Honestly, we didn’t even notice he was using speech to text to keep up with us for a few weeks. We only noticed because of screen sharing.
I imagine that would be a big social boon for deaf people as well.
All that to say, it’s not like there was _no_ good done with all that money.
> Speech to text using whisper is almost perfect.
This isn't true. On benchmarks whisper is not SOTA. It is said to be noise resistant but it doesn't compare well with Conformer based architectures ever on Librispeech mixed. Definitely not perfect, and it doesn't work for medical transcription.
If anything other than a small minority of people needed medical transcripts, sure! But for the remaining 99% of use cases, a fast and easy to deploy model is what's most useful.

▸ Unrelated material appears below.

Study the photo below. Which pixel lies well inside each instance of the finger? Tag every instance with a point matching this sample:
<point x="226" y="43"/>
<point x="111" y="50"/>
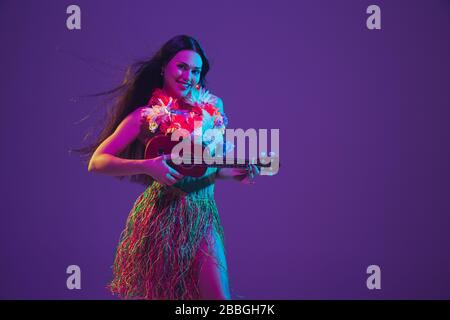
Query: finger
<point x="175" y="173"/>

Its not fast without pre-segmentation as they do in WhisperX. It actually has terrible transcription speed. For speedup we have to use Ctranslate2 kernels. The decoding code is also a mess where its hard to plug your own custom language model. Not to mention streaming ASR requires even more tweaks. Whisper Small is very fast and quite inaccurate. If you deploy whisper on a GPU which costs around dollar per hr, you really to ensure that the cost savings are worth it.

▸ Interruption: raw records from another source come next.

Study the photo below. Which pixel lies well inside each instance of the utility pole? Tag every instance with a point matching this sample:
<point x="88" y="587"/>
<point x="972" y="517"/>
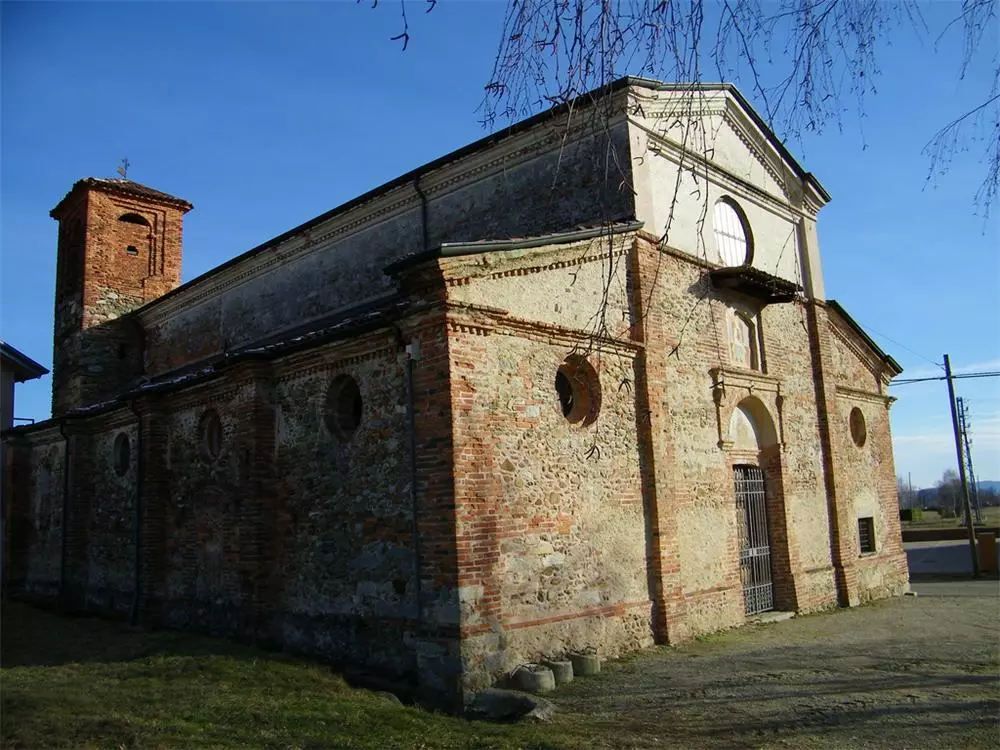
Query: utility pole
<point x="961" y="468"/>
<point x="963" y="421"/>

Although all of this is from a production lens. For personal use, honestly nothing is as easy to use as Whisper (even works on a laptop).
Not a shadow of what good could have been done.
Any day now you'll barely notice he isn't even there anymore; which seems to be the end goal.
It's not like this mad rush into la-la-land doesn't have negative consequences for society.
It seems the answer in this article is reasoning models are expensive and they are becoming the norm.
Reasoning/chain of thought seem like diminishing returns to me and I worry they are a bit of a dead end/local optimum. Reasoning models call the language models tens of times so it will be tens of times less efficient than the underlying language model but the quality is not tens of times better. It also feels finicky to me. The bump from Chat GPT-3 to Chat GPT-4 was a reasonable positive shift across the board. The reasoning models produce answers with a different vibe, maybe better overall but worse at some tasks better at others. I can use O1 at no additional cost so I do use it fairly often but I often consciously opt for 4o either because I prefer the results of the quality boost from O1 isn't worth the wait.
I would estimate that the people spending the money have not run out yet.
Some of them can't really run out. Monopoly profit margins guarantee them cash flow that they can reinvest into AI.
Because everyone is too afraid to be the first to throw in the towel
the "throwing in the towel" that you see out of the market is some of the bigger earlier players agreeing to get essentially acquihired back into Big Tech. Biggest one that comes to mind: Inflection AI.
My guess is that the people with enough money to invest into AI are too busy stroking their... egos to realize that it's a bubble. They're betting on this because they want to replace all of their human workers while keeping all the profits. Just talking about it is enough to give a stiffy to these people. And as we all know horniness clouds our judgement.
Paywalled. I'm assuming some variation on the Sunk Cost Fallacy cognitive bias.